I’d been on the road for about three months. When I got to the bottom of Patagonia, it was late May— wintertime—and I was worn out. Checking off geographical markers is a lot less important than being around the people you love. And the people I loved were back in the U.S., so I figured I’d had enough of an adventure and it was time to go back home.
You write at the end of the book that when you “scroll back through the memory of all the wonders I’d experienced, what mattered more than anything was people.” Unpack that idea for us.
For instance, I’m in the middle of the Panama Canal watching ships come back and forth. But the most entertaining part was listening to the stories of my fishing guide, who’d taken me down into the Panama Canal. Thinking back on the Mayan ruins, they’re cool, impressive things to see. But the most fun I had was when I ran into a helpless American girl, whom I had to help out with accommodation, as she was going to sleep outside in the jungle in her hammock.

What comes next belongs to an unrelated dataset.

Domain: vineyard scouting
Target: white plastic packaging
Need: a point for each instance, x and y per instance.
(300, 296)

People are what’s best in the world. You go to see something wonderful but usually the experience that has the most impact on you is talking with another person, sharing some experience, hearing from somebody about their life. It’s the human connections that remind you the world is one connected place. We’re all connected to each other, trying to live our lives as best as possible.
What was the worst moment on your trip? And the best?
Great question! Worst: I was in a cab in Panama, convinced that my driver was high on cocaine. He was acting pretty weird and making a bunch of unscheduled stops. Is this going to turn into a kidnapping situation? It was scary, zipping across an unknown country in the car of a guy whose motives you don’t totally trust.
Best moment? Two of my friends met up with me and we went to the Galápagos. We were up really late at night, probably 2 a.m. We’d been drinking, and one of the ship’s officers invited us up onto the bridge. He showed us his nautical charts and then took us out on the deck. In the intense darkness, he pointed out the southern constellations in the U.S, so we could see around the Equator. It was a cool moment. He was sharing his knowledge; we were in this special place, floating around in the middle of nowhere, with good friends. It was great!
This interview was edited for length and clarity.